Utsunomiya was born in Higashiuwa District, Ehime, which is now Seiyo, Ehime and grew up in Ehime Prefecture and Oita Prefecture. His father was a disabled Second World War veteran who took up farming after the war, who worked extremely long hours to support his family. Utsunomiya was accepted into Tokyo University in 1968 but quit after he passed his bar exam, for which he studied about 100 hours a week.
Utsunomiya served as the honorary mayor of a tent village of laid-off temp workers in Tokyo's Hibiya Park who were let go due to the global financial crisis. The number of people living there rapidly expanded from around 130 on New Year's Eve 2008, to over 300 on January 2, 2009.
Utsunomiya was elected as the president of the Japan Federation of Bar Associations in April 2010. An outsider to the politics of the legal profession, he wanted to ensure young lawyers could find jobs, and was elected to a two-year term after he promised to cut the number of new lawyers in half.

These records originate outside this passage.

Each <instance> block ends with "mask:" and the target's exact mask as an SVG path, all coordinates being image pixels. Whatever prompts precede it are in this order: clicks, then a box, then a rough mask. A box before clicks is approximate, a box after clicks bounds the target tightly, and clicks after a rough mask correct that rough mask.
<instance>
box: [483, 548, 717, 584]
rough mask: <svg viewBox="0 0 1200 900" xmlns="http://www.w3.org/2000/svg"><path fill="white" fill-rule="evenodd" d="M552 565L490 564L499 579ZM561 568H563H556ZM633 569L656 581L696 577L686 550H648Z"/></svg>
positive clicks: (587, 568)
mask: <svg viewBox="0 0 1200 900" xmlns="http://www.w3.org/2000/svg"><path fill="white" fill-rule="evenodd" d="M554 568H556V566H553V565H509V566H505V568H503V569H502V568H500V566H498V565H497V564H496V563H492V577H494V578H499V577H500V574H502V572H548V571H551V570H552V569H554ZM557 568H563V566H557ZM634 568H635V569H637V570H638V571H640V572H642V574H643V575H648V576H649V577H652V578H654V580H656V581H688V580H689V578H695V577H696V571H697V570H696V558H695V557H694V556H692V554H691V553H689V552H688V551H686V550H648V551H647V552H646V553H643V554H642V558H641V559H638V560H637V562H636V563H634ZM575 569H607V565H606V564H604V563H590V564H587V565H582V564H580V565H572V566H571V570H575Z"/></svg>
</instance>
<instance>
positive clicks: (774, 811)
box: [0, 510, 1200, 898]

Utsunomiya was a candidate in the Tokyo gubernatorial election, 2012. He announced his candidacy on November 9, 2012, after long-term Governor Shintaro Ishihara suddenly resigned to return to national politics ahead of the then-looming next general election. A field of nine candidates emerged, with the front-runner being Naoki Inose, who had been vice-governor under Ishihara from 2007 to 2012, and then acting governor after Ishihara's abrupt resignation. Inose vowed to follow Ishihara's policies.